WhizzCo has improved its process to continually optimize the performance of content recommendations.
On Wednesday, the company announced the changes, which are intended to provide more relevant and faster matches of ads to users based on the content.
The company could not quantify the increase in speed, but said that each time an ad is served, the technology more quickly analyzes the user’s geographic location, device, site, widget and layout and the recommendation for content.
The algorithm selects the network with the highest predicted CPM from among the content recommendation providers working with the publisher before serving the ad to the user based on real-time analysis, according to Yuval Nahum, vice president of product at WhizzCo.
“These are challenging times for publishers, he wrote in an email to Search & Performance Marketing Daily. “While there are more than 40 content recommendation vendors, they all won’t have the best or highest paying advertisers for publishers in every category all of the time. That’s kind of like expecting your local produce stand to have amazing avocados and strawberries for sale every single day.”

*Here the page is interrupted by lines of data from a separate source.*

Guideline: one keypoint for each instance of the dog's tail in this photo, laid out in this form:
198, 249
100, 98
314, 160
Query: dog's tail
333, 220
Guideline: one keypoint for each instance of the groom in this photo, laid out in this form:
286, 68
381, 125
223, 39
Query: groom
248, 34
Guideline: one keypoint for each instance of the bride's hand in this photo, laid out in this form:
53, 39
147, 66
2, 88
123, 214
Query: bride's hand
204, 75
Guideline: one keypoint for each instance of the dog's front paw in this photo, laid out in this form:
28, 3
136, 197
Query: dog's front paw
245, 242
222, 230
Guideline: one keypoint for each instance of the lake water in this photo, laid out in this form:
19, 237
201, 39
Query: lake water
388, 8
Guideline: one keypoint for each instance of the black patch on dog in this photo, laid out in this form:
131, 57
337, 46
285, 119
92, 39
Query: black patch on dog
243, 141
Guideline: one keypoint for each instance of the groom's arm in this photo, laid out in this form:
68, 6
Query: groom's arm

While all would love to receive the best produce daily, it is more likely that some days they won’t and the neighboring stand -- which may source from different places -- will, he wrote.
Optimization is not just about the highest CPM, but rather, serving the most appropriate ad.
WhizzCo is vendor-agnostic. The publisher can work with as many content-recommendation vendors as they choose such as Outbrain and similar companies to generate the highest ad revenue from among all possible ads.
Publishers either pay WhizzCo a percentage of revenue or a fee, regardless of the continuous optimization technology.
Content recommendation does not offer real-time programmatic bidding, like most forms of digital advertising. The ad serving is at the discretion of the content recommendation vendor.
When asked to cite the greatest challenge for the year, Nahum pointed to “educating the market about the negative impact of exclusive revenue-share agreements on their bottom line. When there are a few dominant market leaders with tremendous financial resources, it is a challenge to break through and show publishers that a vendor-agnostic offering is best for businesses and advertisers.”
WhizzCo plans to solve the challenge by proving the financial value of its offering — one publisher at a time — generating between 30% and 40% more revenue for each. Also, by demonstrating stable performance over time is possible because when one vendor suffers a lull, another vendor takes the lead.